Figure 9 and Figure 10 illustrate significant differences in the changes of the three evaluation metrics during the initial 200 iterations between the Approach 1 and Approach 2 models. The performance of the Approach 2 model is noticeably inferior to that of the Approach 1 model across all three evaluation metrics. The Approach 1 model demonstrates greater stability and stronger predictive capability. Nonetheless, both models converge to optimal values for the evaluation metrics around 50 iterations.
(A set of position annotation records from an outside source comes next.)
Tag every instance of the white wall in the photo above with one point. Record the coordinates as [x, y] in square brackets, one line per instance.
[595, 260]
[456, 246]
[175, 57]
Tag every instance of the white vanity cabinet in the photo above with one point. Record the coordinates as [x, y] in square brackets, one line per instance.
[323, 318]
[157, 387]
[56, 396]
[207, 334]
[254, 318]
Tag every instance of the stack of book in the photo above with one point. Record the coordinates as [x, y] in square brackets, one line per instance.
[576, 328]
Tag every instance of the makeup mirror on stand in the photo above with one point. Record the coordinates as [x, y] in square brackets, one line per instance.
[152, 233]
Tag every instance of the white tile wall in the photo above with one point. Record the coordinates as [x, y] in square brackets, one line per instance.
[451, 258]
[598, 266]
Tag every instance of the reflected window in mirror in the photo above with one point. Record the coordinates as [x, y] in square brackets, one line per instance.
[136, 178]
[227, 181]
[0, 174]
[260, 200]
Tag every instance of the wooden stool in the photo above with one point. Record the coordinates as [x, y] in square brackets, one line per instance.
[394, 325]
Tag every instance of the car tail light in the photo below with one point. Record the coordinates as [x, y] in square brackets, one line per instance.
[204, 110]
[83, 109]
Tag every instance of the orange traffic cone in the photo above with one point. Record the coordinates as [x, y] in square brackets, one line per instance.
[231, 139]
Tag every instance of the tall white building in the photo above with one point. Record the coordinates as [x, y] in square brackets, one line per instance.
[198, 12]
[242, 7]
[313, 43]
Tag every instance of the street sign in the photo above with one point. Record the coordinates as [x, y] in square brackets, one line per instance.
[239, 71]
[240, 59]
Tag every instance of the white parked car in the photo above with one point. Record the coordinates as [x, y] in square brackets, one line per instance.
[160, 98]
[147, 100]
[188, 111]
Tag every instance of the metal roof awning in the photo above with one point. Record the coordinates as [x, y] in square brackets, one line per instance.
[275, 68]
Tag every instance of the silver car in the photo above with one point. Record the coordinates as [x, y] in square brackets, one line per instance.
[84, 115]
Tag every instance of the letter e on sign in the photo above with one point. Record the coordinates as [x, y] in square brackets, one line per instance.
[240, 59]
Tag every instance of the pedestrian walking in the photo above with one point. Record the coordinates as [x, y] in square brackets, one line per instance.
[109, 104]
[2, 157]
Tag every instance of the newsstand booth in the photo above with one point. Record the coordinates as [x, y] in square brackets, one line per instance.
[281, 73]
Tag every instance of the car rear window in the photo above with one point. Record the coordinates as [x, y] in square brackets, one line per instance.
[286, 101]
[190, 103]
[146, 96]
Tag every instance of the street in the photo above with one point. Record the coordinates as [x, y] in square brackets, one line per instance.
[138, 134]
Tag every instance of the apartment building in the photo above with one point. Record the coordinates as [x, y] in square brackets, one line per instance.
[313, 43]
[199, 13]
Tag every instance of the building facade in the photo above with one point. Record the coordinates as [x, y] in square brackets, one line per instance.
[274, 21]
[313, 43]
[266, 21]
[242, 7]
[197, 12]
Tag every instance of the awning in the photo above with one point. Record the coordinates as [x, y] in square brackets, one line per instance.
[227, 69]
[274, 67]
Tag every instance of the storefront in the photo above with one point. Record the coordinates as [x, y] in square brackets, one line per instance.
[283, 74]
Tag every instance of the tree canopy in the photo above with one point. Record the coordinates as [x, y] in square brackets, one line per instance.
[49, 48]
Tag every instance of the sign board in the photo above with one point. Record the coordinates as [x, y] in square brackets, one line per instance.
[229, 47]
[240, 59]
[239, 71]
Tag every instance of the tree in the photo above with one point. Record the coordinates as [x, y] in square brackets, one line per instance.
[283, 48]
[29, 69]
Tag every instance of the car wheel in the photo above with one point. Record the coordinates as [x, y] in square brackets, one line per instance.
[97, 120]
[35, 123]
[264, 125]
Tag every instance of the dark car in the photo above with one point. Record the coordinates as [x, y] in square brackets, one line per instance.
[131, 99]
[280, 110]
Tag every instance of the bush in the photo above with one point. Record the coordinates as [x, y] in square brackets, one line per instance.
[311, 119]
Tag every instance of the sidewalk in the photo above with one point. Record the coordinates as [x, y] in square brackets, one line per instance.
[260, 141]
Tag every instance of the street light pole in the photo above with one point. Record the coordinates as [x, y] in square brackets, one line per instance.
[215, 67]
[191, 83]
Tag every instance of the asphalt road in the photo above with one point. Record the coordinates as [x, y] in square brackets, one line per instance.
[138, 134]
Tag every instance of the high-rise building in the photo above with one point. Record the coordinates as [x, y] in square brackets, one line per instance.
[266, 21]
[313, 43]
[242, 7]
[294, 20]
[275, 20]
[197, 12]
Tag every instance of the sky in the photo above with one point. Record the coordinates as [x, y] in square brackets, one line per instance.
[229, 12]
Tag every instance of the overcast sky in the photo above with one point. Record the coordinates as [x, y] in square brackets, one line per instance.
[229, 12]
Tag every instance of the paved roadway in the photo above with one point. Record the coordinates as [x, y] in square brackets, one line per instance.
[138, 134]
The evaluation metrics in Table 2 demonstrate that the Approach 1 model outperforms the Approach 2 model on the test set, displaying lower values of MSE and MAE, and a higher value of R2. These results suggest that the Approach 1 model exhibits superior predictive accuracy and a greater ability to account for the variance in the true values. Therefore, for intelligent prediction of formation pressure loss, we recommend utilizing the Approach 1 model due to its superior performance in evaluation metrics and stability during the training process. Considering Figure 9, Figure 10 and Figure 11 across the entire set of 126 test data points, the Approach 1 model exhibits a relative error range of −2.467% to 2.510%, whereas the Approach 2 model shows a broader range of −6.141% to 5.201%. These results imply that the Approach 2 model has a wider range of prediction errors and demonstrates greater fluctuations in relative errors compared to the Approach 1 model.
Moreover, based on the findings presented in Table 2, it is evident that the LSTM intelligent prediction model for formation pressure loss, developed in this study, exhibits a remarkable level of prediction accuracy, as all three evaluation metrics perform exceptionally well. Furthermore, the Approach 1 model outperforms the Approach 2 model across all three evaluation metrics. In contrast, the Approach 1 model achieves impressively low values for MSE and MAE, specifically 0.000229935 and 0.011198329, respectively, whereas the Approach 2 model experiences a significant escalation in MSE and MAE, soaring by 992.393% and 240.674%, respectively, compared to the Approach 1 model. Additionally, the Approach 1 model attains an impressive R2 value of 0.92178272, whereas the Approach 2 model lags behind with a value of merely 0.552230669, resulting in a substantial difference of 66.920% between the two models and underscoring the superior accuracy of the Approach 1 model.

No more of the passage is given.